Selasa, 12 Juli 2022 08:13 WIB
TEMPO.CO, Jakarta - Anggota DPRD DKI Jakarta dari Fraksi PSI Eneng Malianasari menanggapi rencana Dinas Perhubungan DKI memisahkan tempat duduk wanita dan pria di angkot. Hal itu dilakukan sebagai upaya pencegahan pelecehan seksual di angkutan kota (angkot).

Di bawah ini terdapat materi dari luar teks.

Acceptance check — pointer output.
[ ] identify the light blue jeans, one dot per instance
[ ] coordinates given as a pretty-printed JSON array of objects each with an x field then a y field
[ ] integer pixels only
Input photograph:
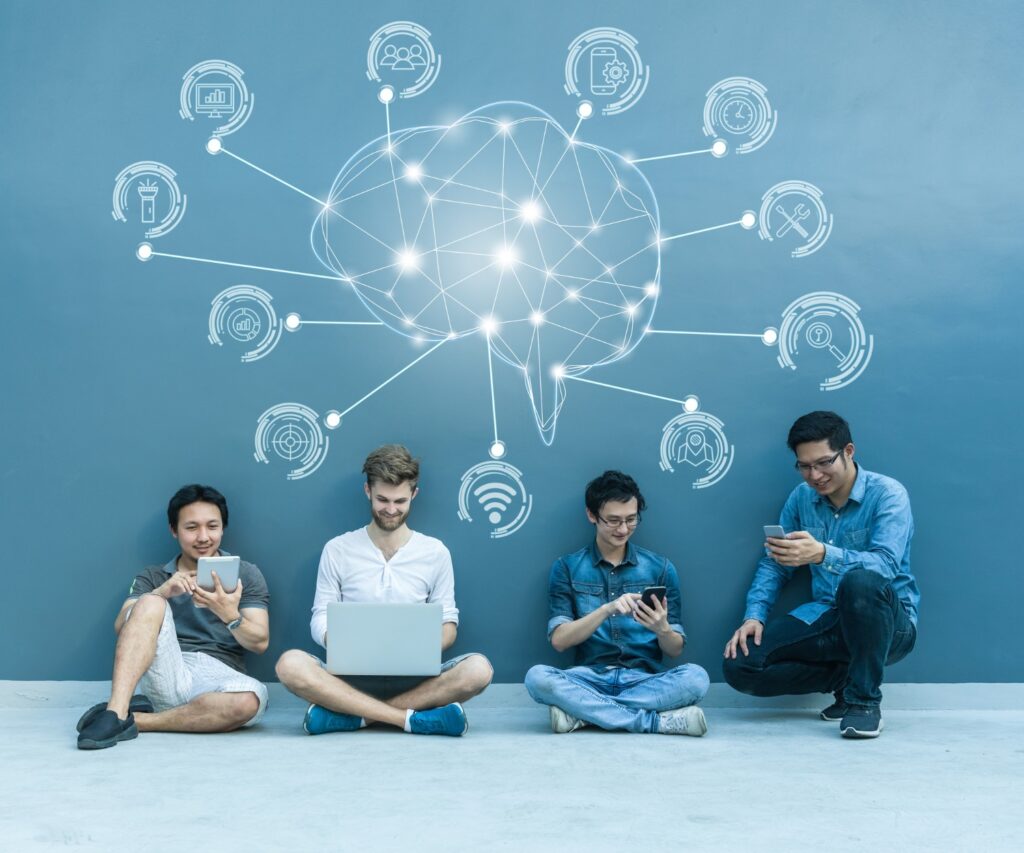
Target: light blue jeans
[{"x": 617, "y": 697}]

Eneng menilai kebijakan itu tidak efektif dan hanya berefek jangka pendek. "Belum lagi Dishub tidak memikirkan ruang angkot yang sempit untuk membagi tempat duduk, berbeda dengan Transjakarta atau commuter line yang memiliki ruang luas," ujar dia lewat keterangan tertulis pada Senin, 11 Juli 2022.

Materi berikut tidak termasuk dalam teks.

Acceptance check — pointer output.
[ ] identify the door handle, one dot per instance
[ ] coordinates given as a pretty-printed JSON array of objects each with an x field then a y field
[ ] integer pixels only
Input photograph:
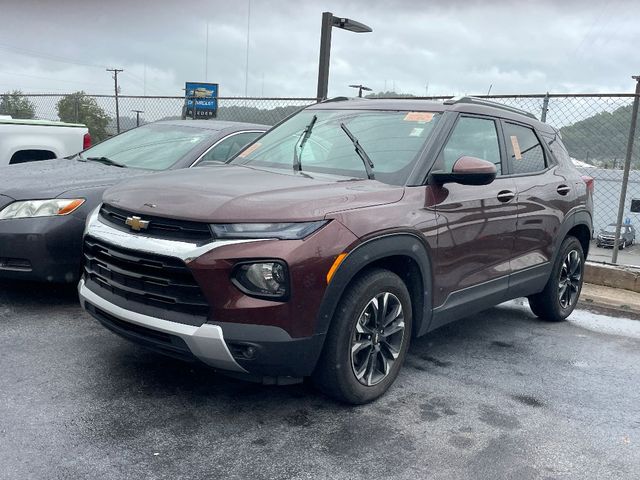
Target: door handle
[{"x": 506, "y": 196}]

Anggota Komisi C DPRD DKI itu menjelaskan problem yang terjadi bukan hanya soal implementasi dari kebijakan tersebut, tapi bagaimana pengawasan dan penertiban yang dilakukan aparat penegak hukum. Sehingga kejadian pelecehan seksual tidak terjadi lagi.
Dia meminta agar Pemerintah Provinsi DKI bersama semua stakeholder terkait, baik institusi Komnas HAM, Komnas Anak dan Perempuan, juga LSM lainnya duduk bersama membahas strategi jangka panjang, terutama di angkot. "Dengan duduk bersama, diharap melahirkan solusi jitu menanggulangi hal tercela tersebut terjadi lagi," kata dia.
Maraknya tingkat kekerasan dan pelecehan seksual tentu menjadi concern semua pihak, kata politisi muda PSI itu. Pemerintah perlu merumuskan sistem untuk menciptakan rasa aman dan kenyamanan warga saat berada dalam transportasi umum.
Menurut Amnesty International pelecehan dan kekerasan seksual termasuk kasus HAM berat. Sehingga, Eneng berujar, tindakan kekerasan seksual, termasuk pelecehan seksual harus ditangani secara sistematis terorganisir agar bisa memutus mata rantai dan selanjutnya mencegah terjadinya kembali pelecehan seksual.
Selain itu, kewajiban masyarakat melaporkan pelaku pelecehan seksual juga telah diatur secara hukum. Dalam UU Nomor 12 tahun 2022 tentang Tindak Pidana Kekerasan Seksual (TPKS) yang sudah disahkan pada tanggal 12 April 2022 lalu.
"Aparat penegak hukum juga diminta untuk memberi hukuman seberat-beratnya pada pelaku pelecehan atau kekerasan seksual sesuai dengan undang-undang yang berlaku," tutur Eneng Malianasari.
Dalam Pasal 5 UU TPKS mengatur bahwa pelaku perbuatan seksual nonfisik dapat dipidana hingga 9 bulan penjara.Tak hanya itu, UU TPKS juga mengatur pelecehan seksual fisik sebagai salah satu tindak pidana kekerasan seksual. Menurut Pasal 6 UU TPKS, pelaku pelecehan seksual fisik dapat dipidana hingga 12 tahun penjara dan denda paling banyak Rp 300 juta.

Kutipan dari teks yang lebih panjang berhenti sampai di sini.